The U.S. Department of Justice has intervened in eight False Claims Act lawsuits against Health Management Associates Inc., including one focusing on two Lancaster County hospitals.
The government also has joined in the allegations in one of these lawsuits that Gary Newsome, HMA's former CEO, "directed HMA's corporate practice of pressuring emergency department physicians and hospital administrators to raise inpatient admission rates, regardless of medical necessity," a news release says.
HMA, based in Florida, currently operates 71 hospitals in 15 states, including three local facilities: Carlisle Regional Medical Center, Lancaster Regional Medical Center and Heart of Lancaster Regional Medical Center. Its shareholders recently voted in favor of being acquired by Tennessee-based Community Health Associates Inc., which currently owns, leases or operates 135 hospitals in 29 states, including one local facility, Memorial Hospital in York. The transaction is expected to be completed this month.
The lawsuits allege that HMA's corporate officers, at the direction of Newsome, exerted significant pressure on doctors in the emergency department to admit patients who could have been placed in observation, treated as outpatients or discharged, and that this resulted in the submission of inflated or false claims to federal health care programs. One lawsuit also alleges that patients were improperly admitted for scheduled surgical procedures that should have been done on an outpatient basis. The complaints further allege that HMA paid kickbacks, either in the form of bonuses or awarded contracts, to physician groups staffing HMA emergency rooms to induce the physicians to admit patients unnecessarily.
In addition, the lawsuits allege that HMA paid kickbacks to other physician groups to induce referrals. For example, HMA allegedly provided improper remuneration, both through the provision of free office space and staffing and through direct payments, to Primary Care Associates, a physician practice group in Port Charlotte, Fla., in exchange for referrals to two HMA hospitals in Florida. HMA is also accused of paying kickbacks to physicians in Lancaster, Pa., by paying inflated prices for physician-owned assets, providing sham medical directorship contracts and selling assets to physicians for below fair market value.

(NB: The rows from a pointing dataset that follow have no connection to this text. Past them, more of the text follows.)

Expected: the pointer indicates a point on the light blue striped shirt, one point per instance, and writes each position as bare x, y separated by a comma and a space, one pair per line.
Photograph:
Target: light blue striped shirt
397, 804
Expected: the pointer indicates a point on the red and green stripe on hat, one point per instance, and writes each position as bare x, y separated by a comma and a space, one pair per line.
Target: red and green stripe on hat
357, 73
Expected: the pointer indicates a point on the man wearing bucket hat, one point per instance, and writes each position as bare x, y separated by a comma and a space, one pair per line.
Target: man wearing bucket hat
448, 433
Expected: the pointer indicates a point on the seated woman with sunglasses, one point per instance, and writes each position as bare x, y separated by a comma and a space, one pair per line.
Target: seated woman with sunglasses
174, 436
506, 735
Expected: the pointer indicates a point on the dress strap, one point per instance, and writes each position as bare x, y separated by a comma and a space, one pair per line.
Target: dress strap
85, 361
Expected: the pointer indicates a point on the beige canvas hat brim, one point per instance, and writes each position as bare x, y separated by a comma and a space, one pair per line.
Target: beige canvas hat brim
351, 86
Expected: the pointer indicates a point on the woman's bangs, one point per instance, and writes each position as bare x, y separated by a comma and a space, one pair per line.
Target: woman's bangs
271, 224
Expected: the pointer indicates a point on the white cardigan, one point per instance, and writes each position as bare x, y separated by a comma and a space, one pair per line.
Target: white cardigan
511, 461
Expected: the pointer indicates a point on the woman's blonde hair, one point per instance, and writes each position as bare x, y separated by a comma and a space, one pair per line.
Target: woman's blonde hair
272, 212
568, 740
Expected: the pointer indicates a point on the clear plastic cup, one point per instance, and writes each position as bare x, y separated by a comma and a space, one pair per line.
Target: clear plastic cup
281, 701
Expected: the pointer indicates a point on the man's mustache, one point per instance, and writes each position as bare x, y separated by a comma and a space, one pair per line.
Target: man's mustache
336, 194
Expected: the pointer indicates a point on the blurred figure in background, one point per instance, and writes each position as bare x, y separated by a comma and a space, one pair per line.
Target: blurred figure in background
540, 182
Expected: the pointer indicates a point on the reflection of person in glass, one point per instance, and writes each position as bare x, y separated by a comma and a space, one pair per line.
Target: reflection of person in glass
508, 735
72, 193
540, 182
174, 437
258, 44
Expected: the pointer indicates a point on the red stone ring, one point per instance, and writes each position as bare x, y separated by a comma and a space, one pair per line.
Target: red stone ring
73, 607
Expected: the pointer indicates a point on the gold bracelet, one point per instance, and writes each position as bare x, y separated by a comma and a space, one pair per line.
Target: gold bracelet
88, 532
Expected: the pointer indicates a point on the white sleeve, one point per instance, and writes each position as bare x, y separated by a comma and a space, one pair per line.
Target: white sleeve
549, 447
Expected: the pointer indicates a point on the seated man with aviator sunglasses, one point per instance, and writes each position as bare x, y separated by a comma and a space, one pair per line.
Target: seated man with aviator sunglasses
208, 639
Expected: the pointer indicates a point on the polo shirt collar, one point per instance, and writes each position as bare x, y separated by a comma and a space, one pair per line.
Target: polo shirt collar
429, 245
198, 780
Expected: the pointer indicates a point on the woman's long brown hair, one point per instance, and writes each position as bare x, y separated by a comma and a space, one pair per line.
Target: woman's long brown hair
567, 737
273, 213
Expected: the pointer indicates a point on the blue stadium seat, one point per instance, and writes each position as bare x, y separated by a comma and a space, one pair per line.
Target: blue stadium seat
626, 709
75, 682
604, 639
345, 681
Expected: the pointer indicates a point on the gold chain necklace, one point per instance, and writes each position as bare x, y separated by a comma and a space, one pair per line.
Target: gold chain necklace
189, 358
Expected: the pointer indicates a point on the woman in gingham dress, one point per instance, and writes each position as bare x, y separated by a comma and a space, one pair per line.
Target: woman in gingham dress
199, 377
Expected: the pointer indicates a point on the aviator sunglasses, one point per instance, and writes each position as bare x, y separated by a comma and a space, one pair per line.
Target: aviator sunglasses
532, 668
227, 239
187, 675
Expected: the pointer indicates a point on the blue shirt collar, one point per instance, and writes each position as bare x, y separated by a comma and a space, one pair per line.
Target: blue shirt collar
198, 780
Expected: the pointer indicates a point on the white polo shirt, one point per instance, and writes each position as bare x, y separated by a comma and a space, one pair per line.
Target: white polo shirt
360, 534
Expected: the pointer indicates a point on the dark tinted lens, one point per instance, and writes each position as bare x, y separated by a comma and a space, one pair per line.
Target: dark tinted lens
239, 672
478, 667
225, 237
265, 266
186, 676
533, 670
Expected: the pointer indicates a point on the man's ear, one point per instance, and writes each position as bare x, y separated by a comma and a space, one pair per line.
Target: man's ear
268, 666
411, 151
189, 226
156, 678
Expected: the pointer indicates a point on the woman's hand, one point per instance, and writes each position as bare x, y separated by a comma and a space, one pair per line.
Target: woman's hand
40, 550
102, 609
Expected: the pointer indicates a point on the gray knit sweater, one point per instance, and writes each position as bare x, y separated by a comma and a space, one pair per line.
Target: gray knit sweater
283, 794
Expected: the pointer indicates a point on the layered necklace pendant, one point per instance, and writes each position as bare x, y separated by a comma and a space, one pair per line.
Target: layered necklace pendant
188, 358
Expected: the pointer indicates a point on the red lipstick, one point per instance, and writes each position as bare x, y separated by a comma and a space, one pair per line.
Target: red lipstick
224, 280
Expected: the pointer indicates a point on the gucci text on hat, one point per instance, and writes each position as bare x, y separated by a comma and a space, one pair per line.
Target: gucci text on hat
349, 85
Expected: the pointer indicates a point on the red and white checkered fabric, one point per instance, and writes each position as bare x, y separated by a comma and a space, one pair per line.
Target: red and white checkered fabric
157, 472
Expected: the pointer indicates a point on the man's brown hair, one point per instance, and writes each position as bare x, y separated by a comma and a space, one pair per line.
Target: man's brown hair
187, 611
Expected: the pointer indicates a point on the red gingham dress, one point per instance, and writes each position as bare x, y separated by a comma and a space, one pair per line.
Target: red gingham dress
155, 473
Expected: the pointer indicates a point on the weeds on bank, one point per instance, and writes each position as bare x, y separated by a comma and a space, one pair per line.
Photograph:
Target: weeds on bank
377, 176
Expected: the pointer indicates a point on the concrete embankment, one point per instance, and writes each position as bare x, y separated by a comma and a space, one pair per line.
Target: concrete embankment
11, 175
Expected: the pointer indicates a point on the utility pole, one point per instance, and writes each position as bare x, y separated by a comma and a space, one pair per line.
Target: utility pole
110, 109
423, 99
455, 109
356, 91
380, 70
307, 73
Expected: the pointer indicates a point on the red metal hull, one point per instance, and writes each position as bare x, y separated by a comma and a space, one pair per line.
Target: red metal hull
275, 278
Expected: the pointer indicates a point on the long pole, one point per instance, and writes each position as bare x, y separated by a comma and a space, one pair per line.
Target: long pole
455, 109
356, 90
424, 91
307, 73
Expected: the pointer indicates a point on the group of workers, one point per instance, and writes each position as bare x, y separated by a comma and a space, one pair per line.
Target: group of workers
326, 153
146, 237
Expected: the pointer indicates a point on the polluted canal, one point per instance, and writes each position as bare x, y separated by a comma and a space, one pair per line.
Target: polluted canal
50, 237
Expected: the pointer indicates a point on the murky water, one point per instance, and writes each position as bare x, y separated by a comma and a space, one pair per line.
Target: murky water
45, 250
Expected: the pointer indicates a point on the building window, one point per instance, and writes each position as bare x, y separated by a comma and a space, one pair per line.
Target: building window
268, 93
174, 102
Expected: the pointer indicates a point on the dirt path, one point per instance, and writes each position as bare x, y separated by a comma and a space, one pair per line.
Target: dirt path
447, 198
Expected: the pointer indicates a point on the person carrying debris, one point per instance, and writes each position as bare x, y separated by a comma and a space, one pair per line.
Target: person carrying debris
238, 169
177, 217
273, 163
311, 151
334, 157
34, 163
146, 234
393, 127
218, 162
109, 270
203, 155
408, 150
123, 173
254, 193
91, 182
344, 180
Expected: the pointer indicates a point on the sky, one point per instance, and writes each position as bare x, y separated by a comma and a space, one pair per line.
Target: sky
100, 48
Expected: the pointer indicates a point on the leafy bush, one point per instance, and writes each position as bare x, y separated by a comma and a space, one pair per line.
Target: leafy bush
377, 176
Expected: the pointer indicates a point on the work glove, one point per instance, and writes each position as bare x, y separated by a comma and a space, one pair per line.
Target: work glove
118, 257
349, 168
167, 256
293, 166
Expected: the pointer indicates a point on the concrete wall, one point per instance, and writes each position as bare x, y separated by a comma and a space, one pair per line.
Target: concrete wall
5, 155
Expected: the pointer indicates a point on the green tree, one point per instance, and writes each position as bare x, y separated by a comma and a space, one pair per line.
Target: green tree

"The Department of Justice is committed to ensuring that health care providers who attempt to misuse federal health care programs for their own profit are held accountable," said Assistant Attorney General for the Justice Department's Civil Division Stuart F. Delery. "Schemes such as this one can contribute significantly to the rising cost of delivering health care and create needless patient risk."
The eight lawsuits are pending in the Southern and Middle Districts of Florida, Middle District of Georgia, Northern District of Illinois, Western District of North Carolina, Eastern District of Pennsylvania and District of South Carolina.
Since January 2009, the Justice Department has recovered a total of more than $17 billion through False Claims Act cases, with more than $12.2 billion of that amount recovered in cases involving fraud against federal health care programs.